– Командир, чаю, чаю. – Техник роты, единственный из всех больших и малых начальников, кто встречал роту, нес перед собой полную кружку крепкого горячего чая, который так любил Ремизов, словно кружку жидкого огня, той недостающей энергии, без которой человек превращается в облако холодной молекулярной пыли. На лице Васильева отпечатались и сочувствие, и вина, будто бы это он не мог спасти роту от холода, и ему теперь нечем оправдаться, кроме как этой горячей, душистой амброй.

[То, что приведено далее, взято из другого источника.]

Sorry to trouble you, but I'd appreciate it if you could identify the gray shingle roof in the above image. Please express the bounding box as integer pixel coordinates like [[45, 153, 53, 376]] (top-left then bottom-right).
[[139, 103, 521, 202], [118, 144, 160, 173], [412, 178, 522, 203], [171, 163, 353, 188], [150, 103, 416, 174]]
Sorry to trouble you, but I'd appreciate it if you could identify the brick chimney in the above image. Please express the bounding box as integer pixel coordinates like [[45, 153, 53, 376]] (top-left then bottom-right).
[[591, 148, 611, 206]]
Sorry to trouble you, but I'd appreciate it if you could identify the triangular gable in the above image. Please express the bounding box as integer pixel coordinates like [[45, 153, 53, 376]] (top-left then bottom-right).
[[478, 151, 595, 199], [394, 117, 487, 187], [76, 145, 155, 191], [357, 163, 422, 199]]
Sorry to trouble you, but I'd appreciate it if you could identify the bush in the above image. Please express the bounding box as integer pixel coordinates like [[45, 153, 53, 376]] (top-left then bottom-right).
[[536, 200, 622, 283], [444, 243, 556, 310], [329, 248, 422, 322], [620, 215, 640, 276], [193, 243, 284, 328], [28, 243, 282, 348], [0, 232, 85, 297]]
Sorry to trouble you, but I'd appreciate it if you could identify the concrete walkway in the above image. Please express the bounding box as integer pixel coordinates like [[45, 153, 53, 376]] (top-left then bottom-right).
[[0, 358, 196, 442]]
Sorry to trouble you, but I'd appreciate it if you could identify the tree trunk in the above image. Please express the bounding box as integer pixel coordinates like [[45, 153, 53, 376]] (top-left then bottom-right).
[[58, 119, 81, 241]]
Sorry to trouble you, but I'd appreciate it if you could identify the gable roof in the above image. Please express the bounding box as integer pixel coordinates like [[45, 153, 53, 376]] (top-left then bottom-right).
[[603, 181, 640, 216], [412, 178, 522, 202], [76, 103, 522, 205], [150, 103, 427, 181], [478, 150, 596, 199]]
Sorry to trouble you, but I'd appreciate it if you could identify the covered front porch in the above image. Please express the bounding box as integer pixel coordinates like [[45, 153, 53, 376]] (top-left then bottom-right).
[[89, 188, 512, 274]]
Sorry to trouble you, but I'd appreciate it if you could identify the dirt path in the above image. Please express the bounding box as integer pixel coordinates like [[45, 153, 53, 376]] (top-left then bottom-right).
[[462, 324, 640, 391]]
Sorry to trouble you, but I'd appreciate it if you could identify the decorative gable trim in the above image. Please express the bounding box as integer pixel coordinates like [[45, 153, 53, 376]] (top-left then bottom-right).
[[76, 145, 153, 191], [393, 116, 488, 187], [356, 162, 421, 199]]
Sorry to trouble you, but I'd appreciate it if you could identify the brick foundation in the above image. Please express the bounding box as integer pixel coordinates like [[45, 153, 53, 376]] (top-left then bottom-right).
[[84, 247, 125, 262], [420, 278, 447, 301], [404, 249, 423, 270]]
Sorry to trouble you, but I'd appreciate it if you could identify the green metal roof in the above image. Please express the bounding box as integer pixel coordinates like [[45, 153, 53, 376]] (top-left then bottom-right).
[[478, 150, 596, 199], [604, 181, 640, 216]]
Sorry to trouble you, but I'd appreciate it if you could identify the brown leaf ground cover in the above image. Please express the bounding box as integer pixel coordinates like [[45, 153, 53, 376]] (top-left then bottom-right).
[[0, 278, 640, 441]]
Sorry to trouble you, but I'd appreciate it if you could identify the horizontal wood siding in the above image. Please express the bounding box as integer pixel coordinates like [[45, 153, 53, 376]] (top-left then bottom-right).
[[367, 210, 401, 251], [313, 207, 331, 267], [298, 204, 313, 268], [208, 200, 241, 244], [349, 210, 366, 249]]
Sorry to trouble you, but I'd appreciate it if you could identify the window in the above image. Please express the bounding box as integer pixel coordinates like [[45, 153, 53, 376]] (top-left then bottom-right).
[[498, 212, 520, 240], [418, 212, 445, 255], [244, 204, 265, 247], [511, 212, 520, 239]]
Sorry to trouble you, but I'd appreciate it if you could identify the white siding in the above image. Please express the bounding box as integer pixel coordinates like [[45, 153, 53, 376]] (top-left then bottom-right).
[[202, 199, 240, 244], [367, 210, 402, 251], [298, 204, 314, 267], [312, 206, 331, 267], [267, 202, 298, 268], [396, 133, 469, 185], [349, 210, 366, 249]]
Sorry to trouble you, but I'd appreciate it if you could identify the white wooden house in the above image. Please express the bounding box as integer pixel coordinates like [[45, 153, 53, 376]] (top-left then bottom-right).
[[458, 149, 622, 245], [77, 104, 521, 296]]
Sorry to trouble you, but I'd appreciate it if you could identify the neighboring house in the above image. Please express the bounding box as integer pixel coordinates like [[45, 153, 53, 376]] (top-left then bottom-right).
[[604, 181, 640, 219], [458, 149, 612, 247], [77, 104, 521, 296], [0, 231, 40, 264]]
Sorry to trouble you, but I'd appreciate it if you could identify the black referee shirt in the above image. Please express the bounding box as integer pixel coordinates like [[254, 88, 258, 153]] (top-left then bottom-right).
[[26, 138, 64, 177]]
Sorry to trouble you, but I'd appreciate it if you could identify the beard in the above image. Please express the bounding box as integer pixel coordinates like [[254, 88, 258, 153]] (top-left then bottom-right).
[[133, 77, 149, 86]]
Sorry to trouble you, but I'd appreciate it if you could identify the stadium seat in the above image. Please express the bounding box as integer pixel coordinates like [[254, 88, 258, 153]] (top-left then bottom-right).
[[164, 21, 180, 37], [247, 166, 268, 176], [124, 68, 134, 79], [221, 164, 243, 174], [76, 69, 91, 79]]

– Ладно, Алексеич. Все нормально. Мы все целы. – Ремизов подошел к костру, сунул ладони почти в огонь. – Как же там было люто… У меня, кажется, кости промерзли насквозь.
– Бушлат надень.
– Нет, уже не надо. Я лучше у огня.
– А мы вас с Черкасовым ждали, ждали. Я его спать отправил. Вот гречка с тушенкой, горячая. – Васильев суетливо пододвинул полный дымящийся котелок, в этот момент он напоминал заботливую маму, от него веяло домашним теплом, и это казалось наваждением, отчего Ремизов растянул мышцы лица и улыбнулся самому себе. – Вот, называется, на три часа пошли, ничего не взяли с собой.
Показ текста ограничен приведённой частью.